The Sand Mandala

sand-mandala

Sand painting is one of the oldest artistic traditions of Tibetan Buddhism,  called “Kultson Kyilkhor,” which means “mandala of colored sand powder.”  “Mandala” is a Sanskrit word meaning “cosmogram,” or “world in harmony.”  In Vajrayana Tibetan Buddhism, it is said that wherever a sand mandala is created, all sentient beings and the surrounding environment are blessed.  Whoever views the mandala experiences profound peace and great joy.  The colorfulness and harmony of the millions of sand particles in the mandala give a powerful message that we all can live in peace if each of us works in creating a little more space for others in our hearts.  It is said that children in particular, upon seeing the sand mandala, receive positive imprints that will germinate as sprouts of peace as they grow older.

The Purpose of a Sand Mandala
Sand-painted mandalas are used as tools for consecrating the earth and its inhabitants.  According to Tibetan Buddhist belief, all mandalas have outer, inner and secret meanings.  On the outer level they represent the world in its divine form; on the inner level they represent a map by which the ordinary human mind is transformed into an enlightened mind; and on the secret level they depict the primordially perfect balance of the subtle energies of the body and the clear light dimension of the mind.  The creation of a sand painting is said to effect purification and healing on all three levels.

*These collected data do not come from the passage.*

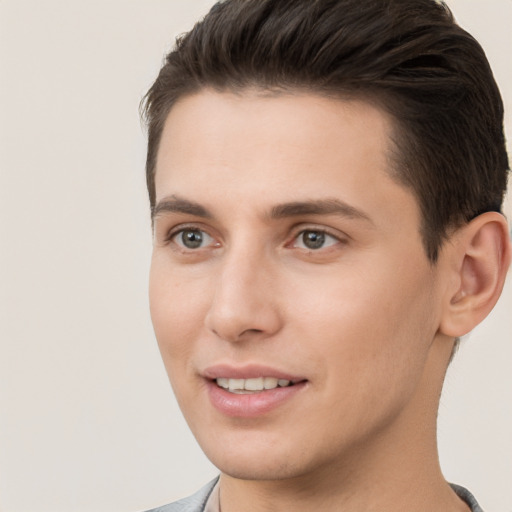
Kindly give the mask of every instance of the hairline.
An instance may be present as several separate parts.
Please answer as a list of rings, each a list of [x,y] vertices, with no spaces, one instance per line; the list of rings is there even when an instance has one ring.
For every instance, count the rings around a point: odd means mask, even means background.
[[[156,202],[156,192],[155,192],[155,177],[157,171],[157,161],[158,154],[160,151],[160,144],[162,141],[162,136],[165,128],[165,124],[171,114],[173,108],[180,102],[184,101],[186,98],[190,98],[192,96],[201,94],[203,92],[216,92],[220,94],[234,94],[236,96],[242,97],[248,93],[257,94],[260,97],[268,97],[268,98],[276,98],[279,96],[294,96],[294,95],[312,95],[317,96],[319,98],[325,98],[329,100],[335,101],[348,101],[348,102],[363,102],[367,105],[372,106],[381,112],[388,121],[389,125],[389,133],[388,135],[388,144],[386,151],[386,162],[387,167],[385,172],[387,175],[399,186],[402,186],[404,189],[409,190],[413,195],[416,204],[420,213],[420,224],[418,226],[419,233],[421,235],[423,246],[425,250],[425,254],[427,259],[432,265],[435,265],[437,262],[437,256],[431,257],[429,253],[428,240],[426,239],[426,232],[428,231],[427,219],[425,213],[422,211],[422,200],[418,196],[415,188],[407,182],[405,178],[405,173],[403,171],[403,167],[407,165],[407,143],[405,141],[405,129],[406,127],[396,118],[395,115],[391,112],[390,103],[396,99],[396,95],[393,93],[387,94],[381,89],[365,87],[356,89],[355,87],[325,87],[322,88],[320,86],[315,87],[314,85],[303,85],[303,84],[287,84],[284,80],[281,85],[267,85],[256,80],[248,81],[246,84],[232,84],[226,83],[222,87],[215,87],[211,84],[194,84],[194,86],[189,87],[186,90],[181,91],[181,93],[177,94],[174,101],[169,102],[167,111],[165,115],[160,117],[161,125],[158,127],[158,141],[154,146],[154,154],[153,162],[150,169],[151,176],[151,190],[153,196],[151,199],[151,210],[155,207]],[[141,112],[144,115],[144,101],[143,98],[141,102]],[[152,219],[153,220],[153,219]],[[452,222],[451,224],[446,226],[446,230],[448,231],[450,228],[458,227],[458,223]],[[442,248],[443,240],[440,241],[438,246],[438,250]]]

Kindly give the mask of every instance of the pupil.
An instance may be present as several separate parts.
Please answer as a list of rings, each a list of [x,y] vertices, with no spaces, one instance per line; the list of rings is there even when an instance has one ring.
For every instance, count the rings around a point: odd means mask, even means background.
[[[184,231],[181,239],[183,245],[188,249],[197,249],[203,243],[203,235],[200,231]]]
[[[320,249],[325,243],[325,234],[318,231],[306,231],[302,241],[308,249]]]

The Mandala Construction Process
The monks begin the opening ceremony by consecrating the site of the mandala sand painting with approximately 30 minutes of chanting, music and mantra recitation. Immediately following, the monks begin to draw the lines for the design of the mandala on a base or table.  The artists measure out and draw the architectural lines using a straight-edged ruler, a compass and a white ink pen.  This is exacting work that takes about three hours to complete.

Throughout its creation, the monks pour millions of grains of sand from a funnel-shaped metal tool known as the “Chakpur.”  This funnel is filled with colored sand and is then rasped in order to release a fine stream of sand.  In ancient times, powdered precious and semi-precious gems were used instead of sand.  Thus, lapis lazuli would be used for the blue color, rubies for the red color, and so forth.  The artists begin at the center of the mandala and work outward.  The finished mandala is approximately four feet in diameter, and usually requires a week or so to complete.

The Mandala Deconstruction Process
During the closing ceremony, the monks dismantle the mandala, sweeping up the colored sand to symbolize the impermanence of all phenomena. It is  a teaching to show that everything that exists has a beginning, a middle, and an end.  At this time, if requested, half of the sand is distributed to the audience as a blessing for personal health and healing.  The sand may either be kept in one’s home on the altar, or be dispersed around one’s yard as a protection for home and family.  The whole region, and in fact the whole earth, is said to be blessed by this process.